HE has generated a key on his linux computer he uses and he has sent me the .pub file..... Now what?
The easy way is for him to do `ssh-copy-id appserve@hostname.example.com` and supply the password (for this one time only), which appends his public key to .ssh/authorized_keys under the appserve users home directory.

Or if you don't want him to ever know the password, copy the public key file to that directory and then
`cat hiskeyfile.pub >> authorized_keys. Check that the .ssh directory and authorized_keys file are readable by the appserve user.  Make sure his public key is recognisable in the authorized_keys file so you can remove it if needed later.
If not already there, create an authorized_keys file in the ../appserver/.ssh folder.
Set access rights using: chmod 600 authorized_keys
Copy the contents of the .pub file to the authorized_keys file and that should be all.
Hi

I have done all of this and all seems fine but when we ssh on to the box it does not ask for a passphrase it wants the users password still!!

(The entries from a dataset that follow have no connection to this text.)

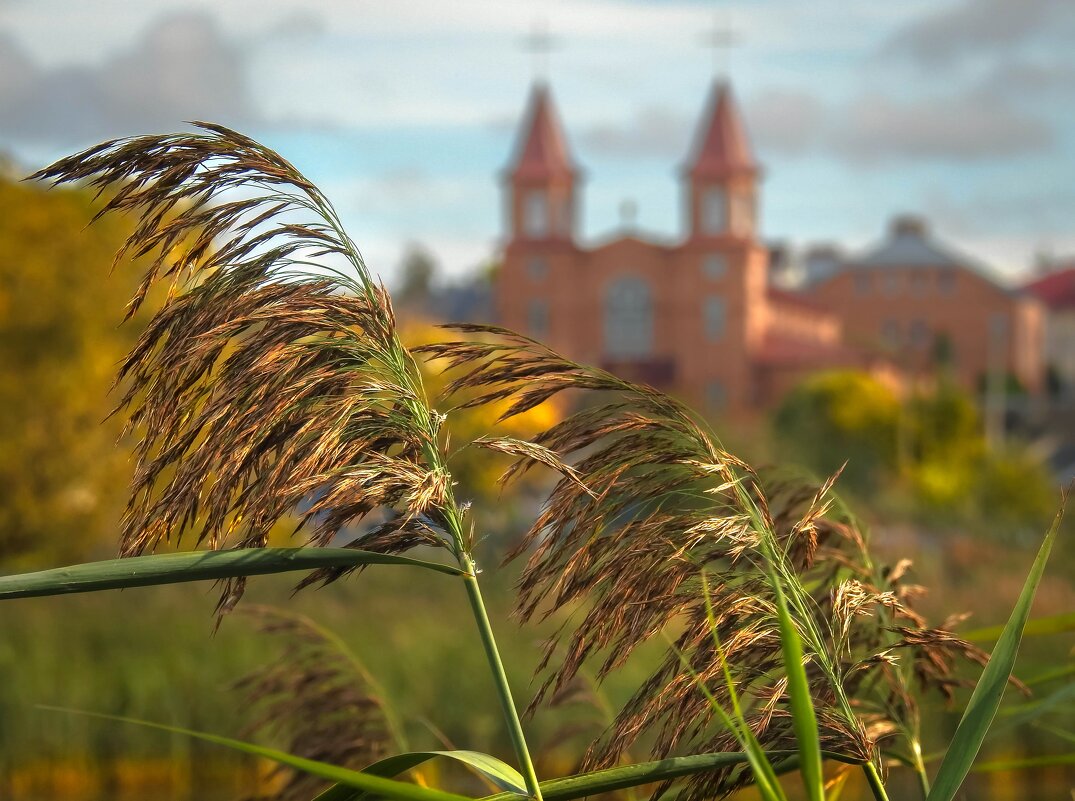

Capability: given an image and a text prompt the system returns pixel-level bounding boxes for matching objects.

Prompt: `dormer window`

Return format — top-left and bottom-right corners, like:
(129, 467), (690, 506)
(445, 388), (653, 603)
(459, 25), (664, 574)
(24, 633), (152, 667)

(522, 191), (548, 239)
(702, 186), (728, 233)
(731, 191), (754, 237)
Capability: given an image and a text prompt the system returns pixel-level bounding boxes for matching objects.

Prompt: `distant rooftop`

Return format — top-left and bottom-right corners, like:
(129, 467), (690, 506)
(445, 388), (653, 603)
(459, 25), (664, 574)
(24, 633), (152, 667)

(847, 215), (988, 269)
(1023, 262), (1075, 310)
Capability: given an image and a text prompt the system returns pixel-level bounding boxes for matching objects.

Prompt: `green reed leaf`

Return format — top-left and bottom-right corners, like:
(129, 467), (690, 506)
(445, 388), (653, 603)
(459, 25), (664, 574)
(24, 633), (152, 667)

(479, 752), (859, 801)
(0, 547), (462, 600)
(40, 706), (471, 801)
(770, 572), (825, 801)
(928, 509), (1063, 801)
(960, 612), (1075, 643)
(314, 750), (527, 801)
(974, 752), (1075, 773)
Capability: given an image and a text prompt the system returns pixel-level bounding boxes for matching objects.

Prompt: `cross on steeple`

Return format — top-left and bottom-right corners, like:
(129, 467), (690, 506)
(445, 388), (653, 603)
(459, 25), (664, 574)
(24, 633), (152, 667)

(522, 19), (556, 81)
(702, 12), (740, 76)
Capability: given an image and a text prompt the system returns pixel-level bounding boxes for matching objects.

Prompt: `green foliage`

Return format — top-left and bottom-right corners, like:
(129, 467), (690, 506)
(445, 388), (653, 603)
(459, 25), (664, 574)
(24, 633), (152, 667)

(0, 125), (1070, 801)
(928, 514), (1061, 801)
(774, 371), (900, 491)
(0, 177), (151, 563)
(774, 371), (1057, 537)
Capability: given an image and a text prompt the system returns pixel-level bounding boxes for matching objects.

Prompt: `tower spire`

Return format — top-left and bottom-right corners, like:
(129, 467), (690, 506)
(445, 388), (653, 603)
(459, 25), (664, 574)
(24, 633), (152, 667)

(508, 83), (575, 181)
(686, 78), (758, 180)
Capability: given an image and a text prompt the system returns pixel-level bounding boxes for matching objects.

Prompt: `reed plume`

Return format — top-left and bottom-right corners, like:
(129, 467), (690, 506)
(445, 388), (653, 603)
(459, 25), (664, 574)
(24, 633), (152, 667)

(234, 605), (406, 801)
(32, 124), (465, 607)
(29, 124), (983, 801)
(419, 326), (981, 799)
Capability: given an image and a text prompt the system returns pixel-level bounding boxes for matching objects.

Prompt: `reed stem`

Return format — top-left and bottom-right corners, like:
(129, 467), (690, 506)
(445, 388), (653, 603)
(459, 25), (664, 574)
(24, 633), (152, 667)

(862, 762), (888, 801)
(463, 558), (542, 801)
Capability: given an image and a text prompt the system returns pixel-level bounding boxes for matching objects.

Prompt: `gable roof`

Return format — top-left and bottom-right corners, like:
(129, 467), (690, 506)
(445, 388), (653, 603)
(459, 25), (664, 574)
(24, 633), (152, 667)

(847, 216), (978, 269)
(1023, 264), (1075, 309)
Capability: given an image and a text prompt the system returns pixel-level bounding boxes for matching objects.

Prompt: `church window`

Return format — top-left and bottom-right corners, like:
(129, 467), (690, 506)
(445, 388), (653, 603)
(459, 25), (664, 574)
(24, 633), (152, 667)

(880, 319), (900, 347)
(989, 312), (1007, 342)
(703, 295), (728, 342)
(522, 191), (548, 237)
(702, 258), (728, 281)
(908, 319), (930, 348)
(604, 275), (654, 358)
(527, 256), (548, 282)
(702, 186), (728, 233)
(527, 298), (548, 339)
(705, 378), (728, 410)
(731, 192), (754, 235)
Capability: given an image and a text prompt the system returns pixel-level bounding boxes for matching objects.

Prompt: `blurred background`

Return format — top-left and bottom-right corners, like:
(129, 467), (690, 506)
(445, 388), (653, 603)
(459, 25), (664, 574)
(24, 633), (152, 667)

(0, 0), (1075, 801)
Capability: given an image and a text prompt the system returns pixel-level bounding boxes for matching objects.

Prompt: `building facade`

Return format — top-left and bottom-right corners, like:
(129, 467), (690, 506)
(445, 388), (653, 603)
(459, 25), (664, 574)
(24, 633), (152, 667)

(493, 82), (1033, 413)
(803, 216), (1045, 395)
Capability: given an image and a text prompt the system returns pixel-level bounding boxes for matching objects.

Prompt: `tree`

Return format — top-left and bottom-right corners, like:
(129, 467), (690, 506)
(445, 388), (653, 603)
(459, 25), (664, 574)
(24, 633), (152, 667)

(774, 370), (900, 490)
(397, 244), (436, 310)
(0, 177), (153, 561)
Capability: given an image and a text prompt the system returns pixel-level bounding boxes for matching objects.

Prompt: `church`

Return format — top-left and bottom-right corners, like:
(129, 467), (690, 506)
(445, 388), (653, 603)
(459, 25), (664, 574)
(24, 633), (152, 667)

(493, 81), (1042, 414)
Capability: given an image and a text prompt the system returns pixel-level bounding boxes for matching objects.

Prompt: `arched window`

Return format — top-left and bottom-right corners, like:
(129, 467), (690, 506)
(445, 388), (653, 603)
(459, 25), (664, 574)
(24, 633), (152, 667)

(604, 275), (654, 358)
(702, 186), (728, 233)
(522, 190), (548, 239)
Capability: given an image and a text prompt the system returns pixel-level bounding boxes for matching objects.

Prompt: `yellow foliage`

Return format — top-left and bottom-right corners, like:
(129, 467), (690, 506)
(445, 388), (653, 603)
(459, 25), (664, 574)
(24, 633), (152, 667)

(0, 178), (159, 563)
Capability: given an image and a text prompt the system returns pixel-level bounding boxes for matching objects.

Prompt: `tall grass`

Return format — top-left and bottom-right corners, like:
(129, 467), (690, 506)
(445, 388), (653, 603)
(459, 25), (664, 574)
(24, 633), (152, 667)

Could this have anything to do with the fact the users home directory is /var/www/
Its so annoying, I have done this on many servers before with no issues....

This is what I do and what I get:

chris@ubuntu:~/.ssh$ ls
authorized_keys  id_rsa  id_rsa.pub  known_hosts
chris@ubuntu:~/.ssh$ ssh-copy-id -i ~/.ssh/id_rsa.pub mobileapp@10.10.20.176
/usr/bin/ssh-copy-id: INFO: attempting to log in with the new key(s), to filter out any that are already installed
/usr/bin/ssh-copy-id: INFO: 1 key(s) remain to be installed -- if you are prompted now it is to install the new keys
mobileapp@10.10.20.176's password: 

Number of key(s) added: 1

Now try logging into the machine, with:   "ssh 'mobileapp@10.10.20.176'"
and check to make sure that only the key(s) you wanted were added.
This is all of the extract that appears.